Disarm filtering of PDF attachments can increase message audit log disk usage
Last Updated October 10, 2013
As part of "disarm" filtering in Symantec Messagin Gateway (SMG) 10.5 and later, fonts detected in PDF documents are logged as part of the Message Audit Logs (MAL). In some cases this may cause a significant increase in disk usage as the additional data is stored in MAL.
When enabling "disarm" filtering in SMG 10.5 and later, it is important to understand the impact this will have on disk utilization. Each font definition stored in the audit logs is approximately 30 bytes. A single PDF attachment can have multiple font definitions so a conservative estimate of three font definitins per PDF document results in a storage increase of 90 bytes per PDF attachment. While this is not a large increase in storage, it is measured on a per-PDF attachment basis. Different installations will have different mail flow rates and compositions so the total increase can range from trivial where disarm is not used or few messages contain PDF attachments to significant where large numbers of messages contain multiple PDF attachments.
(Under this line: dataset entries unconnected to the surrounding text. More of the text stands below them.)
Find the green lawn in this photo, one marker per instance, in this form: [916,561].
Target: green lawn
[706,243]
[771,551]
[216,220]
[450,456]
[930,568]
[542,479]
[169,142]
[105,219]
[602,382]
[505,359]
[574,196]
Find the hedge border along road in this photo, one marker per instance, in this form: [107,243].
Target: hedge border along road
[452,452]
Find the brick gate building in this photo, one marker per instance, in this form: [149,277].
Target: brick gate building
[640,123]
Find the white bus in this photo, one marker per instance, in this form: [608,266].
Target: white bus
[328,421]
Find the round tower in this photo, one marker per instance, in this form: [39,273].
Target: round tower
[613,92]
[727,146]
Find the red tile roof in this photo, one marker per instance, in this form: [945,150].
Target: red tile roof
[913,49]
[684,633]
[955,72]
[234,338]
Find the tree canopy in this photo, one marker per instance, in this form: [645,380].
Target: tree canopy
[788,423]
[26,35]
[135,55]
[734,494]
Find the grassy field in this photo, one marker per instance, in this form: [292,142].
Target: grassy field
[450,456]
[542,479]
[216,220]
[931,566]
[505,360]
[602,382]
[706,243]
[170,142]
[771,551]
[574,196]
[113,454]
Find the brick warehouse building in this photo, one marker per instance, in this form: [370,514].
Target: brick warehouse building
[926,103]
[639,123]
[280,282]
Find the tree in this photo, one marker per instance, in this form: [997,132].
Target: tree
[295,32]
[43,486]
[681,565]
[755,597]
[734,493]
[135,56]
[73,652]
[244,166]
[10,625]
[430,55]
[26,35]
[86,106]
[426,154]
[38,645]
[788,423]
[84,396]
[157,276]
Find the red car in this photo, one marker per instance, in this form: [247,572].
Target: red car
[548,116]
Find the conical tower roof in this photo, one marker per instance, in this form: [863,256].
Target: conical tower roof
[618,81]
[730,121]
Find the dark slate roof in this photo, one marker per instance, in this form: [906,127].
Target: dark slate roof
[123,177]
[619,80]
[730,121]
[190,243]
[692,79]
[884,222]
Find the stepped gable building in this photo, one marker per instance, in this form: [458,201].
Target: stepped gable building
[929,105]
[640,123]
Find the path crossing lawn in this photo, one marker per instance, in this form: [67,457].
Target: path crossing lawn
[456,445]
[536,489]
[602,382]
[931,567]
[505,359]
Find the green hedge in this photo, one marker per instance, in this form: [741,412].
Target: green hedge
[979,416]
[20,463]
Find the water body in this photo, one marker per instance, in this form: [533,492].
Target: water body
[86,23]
It is recommended that Alerts be configured for low disk space, at least initially, via the following steps:
Log in to the control center as an administrator
Go to Administration->Alerts
Select the "Disk Space" tab
Check the "Available disk space less than" checkbox
Leave the disk usage at 1GB or set to your preferred tolerance
Audit log data is stored on the scanner hosts rather than in the control center database and so total audit log disk usage will be distributed across all scanner hosts.
Viewing MAL disk usage from the CLI
Audit log files and their file size can be listed via the scanner command line interface (CLI) using the `list` command. While this does not provide a simple summary of disk usage specific to MAL it can be imported into any standard spreadsheet to summarize total audit log disk usage.